I will better specify the variables I used.

In the First Model, I added the competitor promo as negative (X3): this is for helping to calculate the base_sales.

In the Second Model, I don't get why should I to consider them positive?
I am using media metrics of the competitors, and I am doing this for two main reasons:

  1. As my media, also their media (the competitor ones) have to behave to a proprer adstock rules.
  2. Because my assumption is that they have negative contribution on my media effect (they can absorb part of my media effect).
    So, do you suggest to leave the code as you wrote, but at the end, when I have all the data transformed, to put a negative sign to the transformed competitor media? This can help of course to calculate the y_pred and also the MAPE.
    If it is like this, I am getting it ;)

My thoughts...

  1. As my media, also their media (the competitor ones) have to behave to a proprer adstock rules.
    You can apply adstock transformation to them when they are control variables.
  2. Because my assumption is that they have negative contribution on my media effect (they can absorb part of my media effect).
    Being control variables, they also have negative effect on your sales.

I saw agencies/papers always use competition as control variable. I haven't dealt with competitors data (I did MMM in-house), so I feel not competent to give instructions on this. It's unconventional to use them as focal variables, I can't tell it's a good or bad practice, you're free to try.
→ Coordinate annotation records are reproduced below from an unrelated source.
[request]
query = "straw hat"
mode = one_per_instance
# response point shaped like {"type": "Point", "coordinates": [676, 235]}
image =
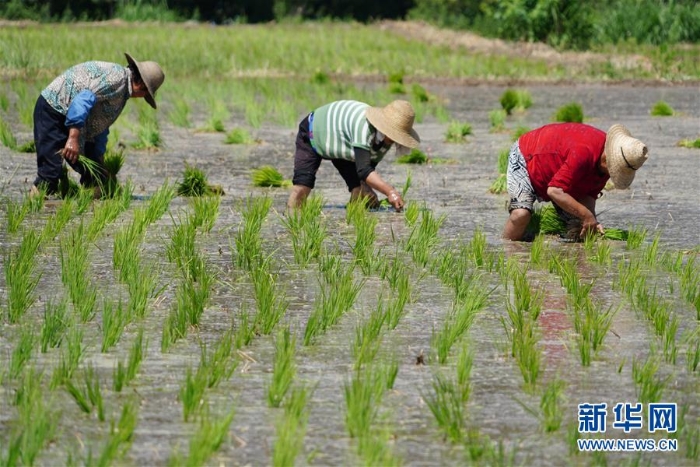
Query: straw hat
{"type": "Point", "coordinates": [396, 121]}
{"type": "Point", "coordinates": [151, 75]}
{"type": "Point", "coordinates": [625, 155]}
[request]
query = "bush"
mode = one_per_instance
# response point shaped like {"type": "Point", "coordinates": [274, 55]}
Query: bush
{"type": "Point", "coordinates": [572, 112]}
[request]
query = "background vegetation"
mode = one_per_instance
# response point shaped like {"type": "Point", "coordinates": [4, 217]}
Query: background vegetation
{"type": "Point", "coordinates": [561, 23]}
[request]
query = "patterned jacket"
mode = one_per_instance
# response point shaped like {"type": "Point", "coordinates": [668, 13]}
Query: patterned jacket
{"type": "Point", "coordinates": [92, 95]}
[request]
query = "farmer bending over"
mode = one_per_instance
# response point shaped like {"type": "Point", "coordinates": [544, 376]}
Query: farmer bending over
{"type": "Point", "coordinates": [354, 137]}
{"type": "Point", "coordinates": [73, 114]}
{"type": "Point", "coordinates": [568, 164]}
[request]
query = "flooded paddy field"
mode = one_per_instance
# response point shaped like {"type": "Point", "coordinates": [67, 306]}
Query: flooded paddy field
{"type": "Point", "coordinates": [492, 338]}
I'm interested in your result.

Computing media contribution
Here's a simplified example.

y = baseline * x1^b1 * x2^b2
y: sales
x1: your channel, b1 > 0
x2: competitor's channel, b2 < 0

baseline=1000
x1=500, b1=0.03, x1^b1=1.2
x2=100, b2=-0.01, x2^b2=0.95
y_pred = 1000 * 1.2 * 0.95 = 1140
contribution of your channel: c1 = 1140 - 1140/1.2 = 190
contribution of competitor's channel: c2 = 1140 - 1140/0.95 = -60
Suppose real sales y_true = 1100
Predicted total media contribution: mc_pred = c1 + c2 = 190 + (-60) = 130
True total media contribution: mc_true = 1100 - 1000 = 100
Scale:
c1 = 190 * (100/130) = 146.15
c2 = -60 * (100/130) = -46.15

About code:

for i in range(num_media_comp):
        colname = media_comp_vars[i]
        factor_df[colname] = -(X2[colname] ** (beta2 if type(beta2) == float else beta2[i])) # no need to flip the sign -> factor_df[colname] = (X2[colname] ** (beta2 if type(beta2) == float else beta2[i]))
y_pred = factor_df.drop(mdip_comp_cols, axis =1).apply(np.prod, axis=1) # no need to drop mdip_comp_cols

(Sorry I don't have time to follow chunks of code, I only looked at these problematic lines you highlighted.)

Emnlv commented

Hi Sibyl,
Thank you for your honesty.
You are definitely right, I made the modification you said and it works perfectly.
Now I have the correct MAPE, having the variables behave how I want.

I did this little modification, inside the mmm_decompose_contrib.

# 3. calculate each media factor's contribution
    # media contribution = total volume – volume upon removal of the media factor
    mc_df = pd.DataFrame(columns=media_vars+media_comp_vars+['baseline'])
    for col in (media_vars):
        mc_df[col] = factor_df['y_true2'] - factor_df['y_true2']/factor_df[col]
    for col in (media_comp_vars):
        mc_df[col] = factor_df['y_true2'] + factor_df['y_true2']/-factor_df[col]
    mc_df['baseline'] = factor_df['baseline']
    mc_df['y_true2'] = factor_df['y_true2']

Really thank you for your suggestions and help!